He recorded a couple of albums in the early 80s, and then the mid 90s with Nigel Watson in "Peter Green's Splinter Group" and then again about 5 years ago as "Peter Green & Friends".

Green claims he was never much of a songwriter but for my money, this is just about perfect.


----------



## Andyg_TSi

have a soft spot for this saddie (or is it saddo) lol:


----------



## Melkor

Mad season 
River of deceit


----------



## furby-123

dont look down from the movie biker boys, its a great song, and gives me alot of memories of lost family


----------



## Mrizzle

I don't know that it's my favourite (but then I don't think I could choose just one) but I do love this one:


----------



## cheekymonkey

yellow submarine by the Beatles, that was one sad song


----------



## Lespaul

Please don't go by Barcelona

Darren


----------



## muzzer

Pearl Jam's Black if i want something to keep me grounded

If i'm feeling morose and want to mope about, then

Moby's Why does my heart feel so bad.


----------



## davo3587

Take that ( Rule the world ).

It was played at my mates 8yr old daughters funeral.


----------



## S63

Tend not to listen to much music that I find sad, like music to be uplifting, however my favourite album does include one very sad track.
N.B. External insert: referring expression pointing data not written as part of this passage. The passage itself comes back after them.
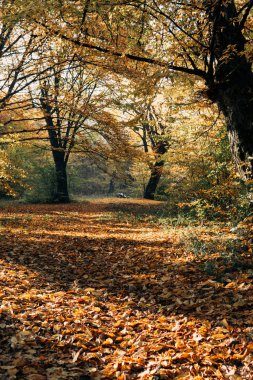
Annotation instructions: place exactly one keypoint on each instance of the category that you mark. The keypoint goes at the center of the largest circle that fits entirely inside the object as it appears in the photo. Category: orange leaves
(112, 300)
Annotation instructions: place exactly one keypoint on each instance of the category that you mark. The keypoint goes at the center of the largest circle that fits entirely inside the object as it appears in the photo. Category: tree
(209, 39)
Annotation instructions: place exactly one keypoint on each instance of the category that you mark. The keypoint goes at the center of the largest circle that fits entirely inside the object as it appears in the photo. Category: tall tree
(209, 39)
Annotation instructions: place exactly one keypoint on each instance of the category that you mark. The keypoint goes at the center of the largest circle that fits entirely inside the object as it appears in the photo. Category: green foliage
(30, 174)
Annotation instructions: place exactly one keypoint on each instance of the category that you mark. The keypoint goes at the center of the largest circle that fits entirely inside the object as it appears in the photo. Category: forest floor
(100, 290)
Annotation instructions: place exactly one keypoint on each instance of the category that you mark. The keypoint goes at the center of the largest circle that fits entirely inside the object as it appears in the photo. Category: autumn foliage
(90, 292)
Many artists that I saw and enjoyed over the years have succumbed to drugs etc...Keith Moon, John Entwistle, Jimi Hendrix, Brian Jones, Freddie Mercury but the one guy I never saw but wish I had was Syd Barrett, without Syd there would have been no Pink Floyd and I am certain had he not gone off the rails would have gone on to become a rock superstar for many years to come, so very talented and enigmatic.

Roger and Dave paid their tributes to a friend


----------



## S63

cheekymonkey said:


> yellow submarine by the Beatles, that was one sad song


Why?


----------



## GarveyVW

> Tend not to listen to much music that I find sad, like music to be uplifting, however my favourite album does include one very sad track.
> 
> Many artists that I saw and enjoyed over the years have succumbed to drugs etc...Keith Moon, John Entwistle, Jimi Hendrix, Brian Jones, Freddie Mercury but the one guy I never saw but wish I had was Syd Barrett, without Syd there would have been no Pink Floyd and I am certain had he not gone off the rails would have gone on to become a rock superstar for many years to come, so very talented and enigmatic.
> 
> Roger and Dave paid their tributes to a friend


One bad acid trip that he never fully returned from. His appearance at Abbey Road when Floyd were recording the Wish You Were Here album was shocking to them. They did not even recognise him for a while. The picture of him at that time was shocking.


----------



## davo3587

On that note, there were plenty of Pink floyd documentaries on last night. Truly enjoyed them one after another.


----------



## carl robson

Queensryche silent lucidity

The things my father said black stone cherry


----------



## S63

davo3587 said:


> On that note, there were plenty of Pink floyd documentaries on last night. Truly enjoyed them one after another.


That's my viewing for this evening, are they old rehashed repeats or new material?


----------